Herr, Gott, Allmächtiger, Vater des Sohnes Jesus Christus, durch den wir dich erkannt haben, Gott der Engel und Gewalten, Gott der ganzen Schöpfung und aller Gerechten vor deinem Angesicht, dich preise ich, dass du mir diesen Tag und diese Stunde gewährst, in der ich einer deiner Zeugen sein und teilhaben darf an dem Becher des Christus, um der Auferstehung des Leibes und der Seele zum ewigen Leben willen. Vielleicht darf ich schon heute vor dir stehen als ein willkommenes Opfer, wie du, der Gott ohne Falschheit, der Gott der Wahrheit, es zuvor bereitet und vollbracht hast. Dafür preise ich dich. Gelobet seist du und verherrlicht durch den ewigen himmlischen Hohenpriester Jesus Christus, deinen geliebten Sohn, durch den dir und ihm und dem Heiligen Geist Ehre sei, jetzt und immerdar. Amen.
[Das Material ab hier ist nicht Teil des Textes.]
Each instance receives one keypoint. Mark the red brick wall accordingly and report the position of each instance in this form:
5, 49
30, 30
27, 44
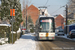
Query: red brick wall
59, 21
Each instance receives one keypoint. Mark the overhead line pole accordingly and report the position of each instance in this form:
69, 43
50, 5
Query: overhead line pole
66, 16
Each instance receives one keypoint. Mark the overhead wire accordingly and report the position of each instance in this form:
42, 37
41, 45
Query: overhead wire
58, 9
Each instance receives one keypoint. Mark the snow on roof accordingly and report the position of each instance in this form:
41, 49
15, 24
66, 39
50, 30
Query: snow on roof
5, 25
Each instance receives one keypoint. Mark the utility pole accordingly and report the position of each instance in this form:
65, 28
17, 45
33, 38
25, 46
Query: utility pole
26, 17
66, 16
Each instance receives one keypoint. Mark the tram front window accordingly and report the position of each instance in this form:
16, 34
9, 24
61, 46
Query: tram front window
44, 27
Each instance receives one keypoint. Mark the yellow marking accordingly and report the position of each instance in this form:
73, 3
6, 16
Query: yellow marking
47, 34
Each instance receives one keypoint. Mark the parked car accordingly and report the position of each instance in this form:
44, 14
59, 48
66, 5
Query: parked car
60, 32
71, 34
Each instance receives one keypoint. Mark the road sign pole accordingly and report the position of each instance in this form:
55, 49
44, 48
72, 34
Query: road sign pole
12, 24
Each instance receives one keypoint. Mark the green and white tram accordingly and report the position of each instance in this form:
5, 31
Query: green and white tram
45, 28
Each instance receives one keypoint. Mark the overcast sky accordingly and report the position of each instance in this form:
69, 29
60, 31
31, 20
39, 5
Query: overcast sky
54, 5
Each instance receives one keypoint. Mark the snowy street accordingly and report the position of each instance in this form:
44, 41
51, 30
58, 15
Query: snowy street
26, 42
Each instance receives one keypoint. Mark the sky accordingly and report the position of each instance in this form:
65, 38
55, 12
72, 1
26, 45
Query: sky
53, 6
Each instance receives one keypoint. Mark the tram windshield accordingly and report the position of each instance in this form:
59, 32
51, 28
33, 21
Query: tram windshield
46, 26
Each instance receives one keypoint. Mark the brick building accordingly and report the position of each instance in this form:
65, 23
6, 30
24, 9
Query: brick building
59, 21
33, 12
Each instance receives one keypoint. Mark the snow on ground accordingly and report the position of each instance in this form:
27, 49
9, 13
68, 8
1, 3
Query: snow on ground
65, 36
26, 42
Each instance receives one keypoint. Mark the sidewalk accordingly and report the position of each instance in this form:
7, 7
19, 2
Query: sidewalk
26, 42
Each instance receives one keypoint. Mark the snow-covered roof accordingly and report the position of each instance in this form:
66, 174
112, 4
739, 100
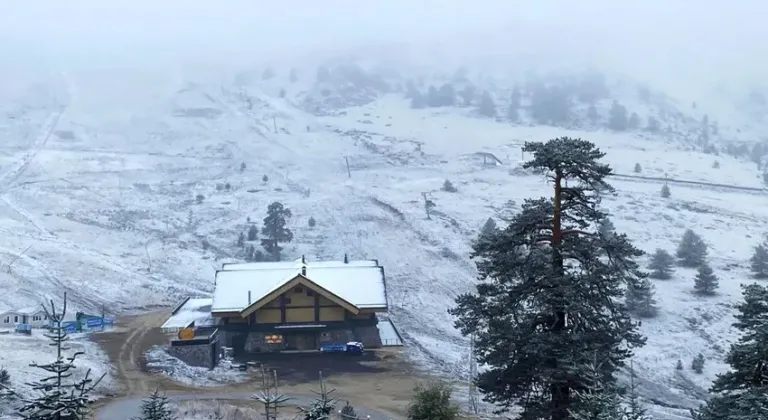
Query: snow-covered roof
192, 310
362, 286
297, 264
30, 310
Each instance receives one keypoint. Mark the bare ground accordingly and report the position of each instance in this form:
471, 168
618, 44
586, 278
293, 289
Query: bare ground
384, 383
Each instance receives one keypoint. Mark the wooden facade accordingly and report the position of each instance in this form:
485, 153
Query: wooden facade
300, 302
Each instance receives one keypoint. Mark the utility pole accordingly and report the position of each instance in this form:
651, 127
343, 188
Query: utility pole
349, 173
427, 204
17, 257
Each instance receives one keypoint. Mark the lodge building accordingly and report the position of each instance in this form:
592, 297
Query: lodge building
292, 305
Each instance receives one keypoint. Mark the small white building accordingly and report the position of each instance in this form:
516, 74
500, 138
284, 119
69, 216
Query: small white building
34, 316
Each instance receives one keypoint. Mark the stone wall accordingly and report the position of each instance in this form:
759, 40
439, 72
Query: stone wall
196, 355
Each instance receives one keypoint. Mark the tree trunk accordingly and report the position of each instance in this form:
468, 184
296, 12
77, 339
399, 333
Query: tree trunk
560, 392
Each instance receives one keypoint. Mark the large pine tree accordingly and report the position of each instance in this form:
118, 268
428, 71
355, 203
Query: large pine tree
741, 393
156, 407
640, 299
692, 250
661, 265
548, 302
60, 397
275, 230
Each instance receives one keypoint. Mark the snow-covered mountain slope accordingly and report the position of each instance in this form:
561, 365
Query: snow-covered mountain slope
131, 194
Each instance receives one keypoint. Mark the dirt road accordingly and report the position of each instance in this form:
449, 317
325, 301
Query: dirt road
386, 388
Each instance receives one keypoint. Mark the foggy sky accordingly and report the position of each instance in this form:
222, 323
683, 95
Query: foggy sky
678, 38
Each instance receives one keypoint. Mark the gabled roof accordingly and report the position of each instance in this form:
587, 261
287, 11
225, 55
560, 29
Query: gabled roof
297, 264
363, 287
30, 310
299, 279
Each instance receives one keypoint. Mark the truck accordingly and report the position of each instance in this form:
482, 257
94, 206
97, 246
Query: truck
353, 347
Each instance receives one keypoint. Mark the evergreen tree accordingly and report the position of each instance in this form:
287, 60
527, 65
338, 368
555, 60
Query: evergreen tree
417, 100
515, 101
706, 282
253, 233
348, 412
489, 228
467, 95
697, 364
487, 107
323, 405
692, 250
661, 265
617, 119
323, 74
448, 186
634, 410
156, 407
530, 286
58, 399
634, 121
605, 227
275, 230
597, 400
740, 393
653, 125
640, 299
592, 115
665, 191
432, 402
759, 262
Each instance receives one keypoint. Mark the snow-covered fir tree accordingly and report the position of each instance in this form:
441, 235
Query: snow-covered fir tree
692, 251
605, 227
156, 407
60, 396
489, 227
706, 282
640, 299
665, 193
487, 107
531, 299
662, 265
275, 229
742, 392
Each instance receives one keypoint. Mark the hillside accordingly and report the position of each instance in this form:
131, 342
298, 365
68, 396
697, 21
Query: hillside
131, 194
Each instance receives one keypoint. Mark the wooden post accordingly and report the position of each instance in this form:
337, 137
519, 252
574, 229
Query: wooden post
17, 257
426, 205
349, 173
149, 260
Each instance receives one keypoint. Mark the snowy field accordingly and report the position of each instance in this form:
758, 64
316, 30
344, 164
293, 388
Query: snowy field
158, 360
101, 180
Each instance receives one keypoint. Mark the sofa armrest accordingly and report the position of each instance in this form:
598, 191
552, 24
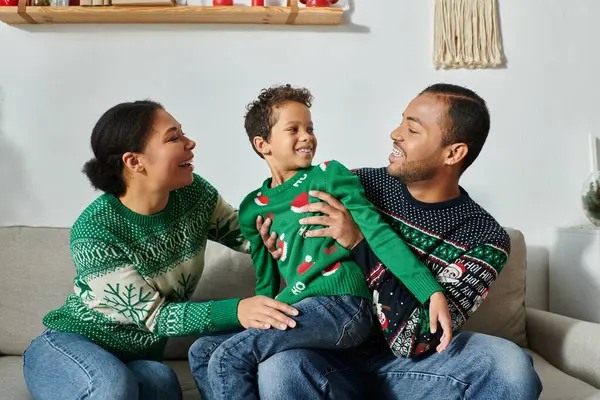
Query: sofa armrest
569, 344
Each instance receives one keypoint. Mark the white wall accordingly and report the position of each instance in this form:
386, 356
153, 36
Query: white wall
55, 81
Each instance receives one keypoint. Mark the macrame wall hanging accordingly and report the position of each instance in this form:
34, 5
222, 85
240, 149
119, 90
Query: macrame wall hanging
467, 34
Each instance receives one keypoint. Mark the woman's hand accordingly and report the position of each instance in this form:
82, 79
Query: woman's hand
438, 311
261, 312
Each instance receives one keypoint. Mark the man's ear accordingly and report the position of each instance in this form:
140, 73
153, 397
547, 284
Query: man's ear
261, 145
133, 162
456, 153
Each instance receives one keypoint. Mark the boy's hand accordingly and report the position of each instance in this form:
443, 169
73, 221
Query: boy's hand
438, 311
337, 220
268, 240
261, 312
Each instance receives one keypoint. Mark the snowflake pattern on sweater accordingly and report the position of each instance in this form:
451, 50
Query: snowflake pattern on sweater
137, 273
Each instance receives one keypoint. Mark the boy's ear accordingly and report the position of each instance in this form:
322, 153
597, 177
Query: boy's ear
261, 145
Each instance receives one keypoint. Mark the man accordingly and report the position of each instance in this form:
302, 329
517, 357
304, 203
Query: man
442, 133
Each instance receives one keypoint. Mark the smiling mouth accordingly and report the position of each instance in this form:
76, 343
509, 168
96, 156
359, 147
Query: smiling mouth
398, 153
187, 163
305, 151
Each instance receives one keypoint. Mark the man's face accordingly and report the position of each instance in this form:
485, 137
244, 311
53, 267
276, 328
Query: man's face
418, 154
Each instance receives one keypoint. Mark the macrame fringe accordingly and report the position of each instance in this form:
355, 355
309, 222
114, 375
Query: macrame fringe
466, 34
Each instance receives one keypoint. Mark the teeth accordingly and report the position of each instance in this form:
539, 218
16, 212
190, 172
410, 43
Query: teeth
397, 152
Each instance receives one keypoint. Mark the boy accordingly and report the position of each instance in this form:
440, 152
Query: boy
322, 280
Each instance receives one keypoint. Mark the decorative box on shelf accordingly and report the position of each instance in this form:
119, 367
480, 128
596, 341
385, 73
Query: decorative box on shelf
575, 273
291, 14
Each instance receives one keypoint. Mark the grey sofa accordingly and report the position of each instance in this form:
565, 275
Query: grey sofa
36, 273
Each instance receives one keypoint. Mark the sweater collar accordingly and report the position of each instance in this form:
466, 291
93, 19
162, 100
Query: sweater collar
268, 191
461, 199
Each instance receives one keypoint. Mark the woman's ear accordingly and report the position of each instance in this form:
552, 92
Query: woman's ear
132, 162
261, 145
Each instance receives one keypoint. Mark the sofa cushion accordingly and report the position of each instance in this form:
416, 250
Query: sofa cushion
12, 383
559, 386
186, 381
36, 274
503, 311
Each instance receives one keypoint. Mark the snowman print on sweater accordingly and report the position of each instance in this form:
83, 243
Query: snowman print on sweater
378, 309
451, 274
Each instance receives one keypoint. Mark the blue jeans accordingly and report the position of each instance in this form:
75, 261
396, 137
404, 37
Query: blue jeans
225, 366
67, 366
474, 367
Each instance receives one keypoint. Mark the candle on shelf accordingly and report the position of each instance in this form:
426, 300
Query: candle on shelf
593, 143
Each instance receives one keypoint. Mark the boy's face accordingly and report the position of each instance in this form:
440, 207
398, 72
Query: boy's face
292, 144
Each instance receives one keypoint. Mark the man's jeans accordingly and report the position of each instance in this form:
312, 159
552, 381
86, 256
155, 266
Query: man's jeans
327, 322
474, 367
67, 366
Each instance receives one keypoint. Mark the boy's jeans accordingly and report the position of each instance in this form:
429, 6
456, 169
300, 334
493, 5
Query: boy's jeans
328, 322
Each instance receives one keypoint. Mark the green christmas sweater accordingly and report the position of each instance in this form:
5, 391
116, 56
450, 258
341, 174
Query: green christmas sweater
136, 273
320, 266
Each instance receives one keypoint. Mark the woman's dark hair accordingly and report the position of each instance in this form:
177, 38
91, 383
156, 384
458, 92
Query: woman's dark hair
123, 128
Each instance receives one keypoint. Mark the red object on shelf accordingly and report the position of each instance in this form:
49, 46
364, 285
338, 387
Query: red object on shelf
319, 3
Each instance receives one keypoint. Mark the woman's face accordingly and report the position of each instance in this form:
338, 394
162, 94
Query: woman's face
167, 158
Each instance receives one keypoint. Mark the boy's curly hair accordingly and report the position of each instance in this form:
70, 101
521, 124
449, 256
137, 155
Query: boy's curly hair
262, 112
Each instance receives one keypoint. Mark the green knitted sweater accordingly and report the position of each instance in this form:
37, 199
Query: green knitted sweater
136, 273
320, 266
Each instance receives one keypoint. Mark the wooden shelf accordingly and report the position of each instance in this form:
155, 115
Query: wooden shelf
176, 14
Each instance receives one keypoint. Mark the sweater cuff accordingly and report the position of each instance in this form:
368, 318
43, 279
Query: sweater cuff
223, 315
424, 286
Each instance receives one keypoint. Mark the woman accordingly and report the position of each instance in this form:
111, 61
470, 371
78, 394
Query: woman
138, 250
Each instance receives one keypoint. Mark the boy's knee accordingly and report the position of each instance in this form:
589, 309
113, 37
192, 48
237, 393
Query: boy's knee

Was bisher berichtet wurde, entspricht den Tatsachen, alles weitere verliert sich im Legenden-haften. Schliesslich erstach man ihn. „In diesem Augenblick kam eine Taube heraus und viel Blut, so dass das Feuer erstickte, und die Menge wunderte sich, dass ein solcher Unterschied zwischen den Ungläubigen und den Erwählten sei.“ Polykarb starb als Märtyrer des Glaubens, treu bis in den Tod, in Smyrna.

1 Offenbarung des Johannes 1, von William Barclay (Aussaat Verlag Wuppertal, 1970), 83-84.